Geologically, the Collyweston slate forms part of the Lower Lincolnshire Limestone Member of the Lincolnshire Limestone Formation, part of the Inferior Oolite Group, dating to the Bajocian age of the Middle Jurassic, around 170 million years ago.

The slates are quarried near the village of Collyweston in Northamptonshire, near Stamford and close to the borders of Lincolnshire and Rutland. Traditionally the mined stone was left outside for three winters until the frost revealed layers that could be broken ("clived") into flat slates.
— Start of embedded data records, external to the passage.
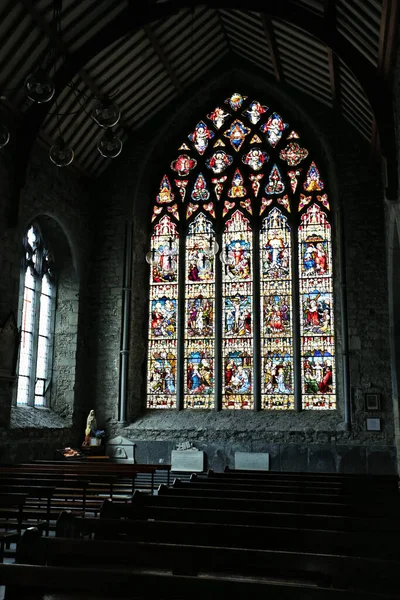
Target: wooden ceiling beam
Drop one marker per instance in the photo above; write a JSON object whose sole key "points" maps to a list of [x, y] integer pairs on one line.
{"points": [[132, 19], [163, 58], [333, 62], [45, 28], [387, 42], [273, 47]]}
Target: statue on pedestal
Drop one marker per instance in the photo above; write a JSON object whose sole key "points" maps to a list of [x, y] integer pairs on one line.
{"points": [[91, 431]]}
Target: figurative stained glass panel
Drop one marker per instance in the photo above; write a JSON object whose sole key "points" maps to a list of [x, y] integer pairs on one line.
{"points": [[255, 158], [218, 116], [201, 136], [219, 161], [318, 372], [44, 340], [162, 351], [277, 386], [26, 345], [199, 315], [237, 344], [249, 166], [236, 134], [274, 129], [254, 112]]}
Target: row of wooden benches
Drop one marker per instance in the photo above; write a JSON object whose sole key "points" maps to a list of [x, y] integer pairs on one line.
{"points": [[224, 534]]}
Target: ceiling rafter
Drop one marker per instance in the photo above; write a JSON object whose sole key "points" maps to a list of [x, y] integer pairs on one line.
{"points": [[334, 76], [133, 18], [387, 38], [45, 27], [273, 46], [162, 56], [224, 30]]}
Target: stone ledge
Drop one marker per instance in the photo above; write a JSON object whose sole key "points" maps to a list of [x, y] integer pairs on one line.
{"points": [[246, 421], [28, 417]]}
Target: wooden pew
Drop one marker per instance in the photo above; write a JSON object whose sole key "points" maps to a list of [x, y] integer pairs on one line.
{"points": [[36, 494], [198, 488], [359, 573], [297, 486], [362, 543], [35, 582], [129, 470], [12, 505], [265, 505], [384, 482], [111, 510]]}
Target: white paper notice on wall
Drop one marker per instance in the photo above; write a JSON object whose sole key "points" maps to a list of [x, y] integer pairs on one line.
{"points": [[187, 460], [255, 461]]}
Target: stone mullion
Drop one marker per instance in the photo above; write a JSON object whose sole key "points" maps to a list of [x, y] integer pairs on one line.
{"points": [[218, 361], [180, 355], [256, 320], [296, 316]]}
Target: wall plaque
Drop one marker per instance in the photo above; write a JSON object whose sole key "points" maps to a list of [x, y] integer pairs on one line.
{"points": [[256, 461], [187, 460]]}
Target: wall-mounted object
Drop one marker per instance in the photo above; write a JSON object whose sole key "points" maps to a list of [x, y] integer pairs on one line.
{"points": [[372, 402], [374, 424], [9, 342]]}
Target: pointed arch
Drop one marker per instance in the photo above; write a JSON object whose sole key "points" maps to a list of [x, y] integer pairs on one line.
{"points": [[241, 284]]}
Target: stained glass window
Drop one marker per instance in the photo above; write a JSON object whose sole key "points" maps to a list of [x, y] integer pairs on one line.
{"points": [[237, 296], [200, 301], [162, 351], [37, 322], [241, 312]]}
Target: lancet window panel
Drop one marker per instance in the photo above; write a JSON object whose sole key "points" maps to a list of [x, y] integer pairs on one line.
{"points": [[37, 322], [277, 386], [241, 269], [163, 331], [237, 348], [200, 325]]}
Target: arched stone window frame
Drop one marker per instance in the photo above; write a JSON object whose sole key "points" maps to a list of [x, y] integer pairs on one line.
{"points": [[38, 286], [336, 284]]}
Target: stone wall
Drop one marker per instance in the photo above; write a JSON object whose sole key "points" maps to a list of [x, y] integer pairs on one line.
{"points": [[58, 200], [126, 192]]}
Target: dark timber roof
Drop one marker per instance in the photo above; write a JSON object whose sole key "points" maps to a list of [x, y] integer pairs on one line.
{"points": [[147, 53]]}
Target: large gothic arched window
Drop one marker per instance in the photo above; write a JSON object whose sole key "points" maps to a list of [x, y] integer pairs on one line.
{"points": [[37, 321], [241, 288]]}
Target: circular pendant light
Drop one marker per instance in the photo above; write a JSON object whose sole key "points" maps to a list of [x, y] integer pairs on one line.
{"points": [[105, 112], [61, 154], [109, 145], [39, 87], [4, 135]]}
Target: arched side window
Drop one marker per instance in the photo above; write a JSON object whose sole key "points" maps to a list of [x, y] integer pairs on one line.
{"points": [[241, 283], [37, 322]]}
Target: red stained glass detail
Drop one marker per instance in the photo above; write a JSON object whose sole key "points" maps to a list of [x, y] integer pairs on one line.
{"points": [[181, 184], [313, 182], [275, 184], [218, 117], [191, 208], [165, 195], [293, 154], [255, 182], [219, 185], [210, 208], [200, 137], [174, 211], [294, 178], [237, 190], [247, 205], [183, 165], [285, 202], [324, 200], [200, 192], [227, 207]]}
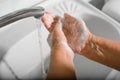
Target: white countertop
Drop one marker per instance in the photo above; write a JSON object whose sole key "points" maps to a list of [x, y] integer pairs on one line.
{"points": [[7, 6]]}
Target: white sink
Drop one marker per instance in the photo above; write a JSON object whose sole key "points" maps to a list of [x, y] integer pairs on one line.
{"points": [[19, 41]]}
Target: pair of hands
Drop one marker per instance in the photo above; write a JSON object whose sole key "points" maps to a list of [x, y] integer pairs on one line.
{"points": [[69, 32]]}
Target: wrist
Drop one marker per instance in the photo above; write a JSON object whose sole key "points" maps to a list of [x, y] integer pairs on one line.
{"points": [[89, 46], [62, 50]]}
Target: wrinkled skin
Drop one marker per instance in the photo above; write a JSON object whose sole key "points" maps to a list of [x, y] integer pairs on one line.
{"points": [[74, 29]]}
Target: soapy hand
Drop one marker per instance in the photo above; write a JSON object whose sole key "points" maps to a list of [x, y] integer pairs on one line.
{"points": [[74, 29], [76, 32], [56, 37]]}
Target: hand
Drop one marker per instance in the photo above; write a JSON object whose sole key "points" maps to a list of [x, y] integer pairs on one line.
{"points": [[76, 32], [56, 38]]}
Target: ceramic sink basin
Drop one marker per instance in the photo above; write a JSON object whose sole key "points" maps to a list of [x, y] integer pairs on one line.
{"points": [[20, 43]]}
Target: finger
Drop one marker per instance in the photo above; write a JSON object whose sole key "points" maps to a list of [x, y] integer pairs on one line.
{"points": [[58, 31], [48, 19], [69, 18]]}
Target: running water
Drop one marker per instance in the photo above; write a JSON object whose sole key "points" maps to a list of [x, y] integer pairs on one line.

In the late 1990s, English Heritage (now Historic England) worked with the Burghley Estate and Sheffield Hallam University to develop an artificial system to reproduce the freeze-thaw cycle needed for production of slates. In 2012, when new slates were needed to reroof parts of Apethorpe Palace, further testing was commissioned by English Heritage to develop the artificial frosting and new Collyweston slates have been produced. New slates have been used to repair the roofs of Ufford Church in Cambridgeshire and High Wycombe Guildhall.

In 2015 a planning application to reopen a slate mine in Collyweston was approved; the slate mines had not been used since the 1960s. Slate from the mine has been used to repair Bodley's Court in King's College, Cambridge, Clare College, Cambridge and Old Westbury Gardens in Long Island in New York.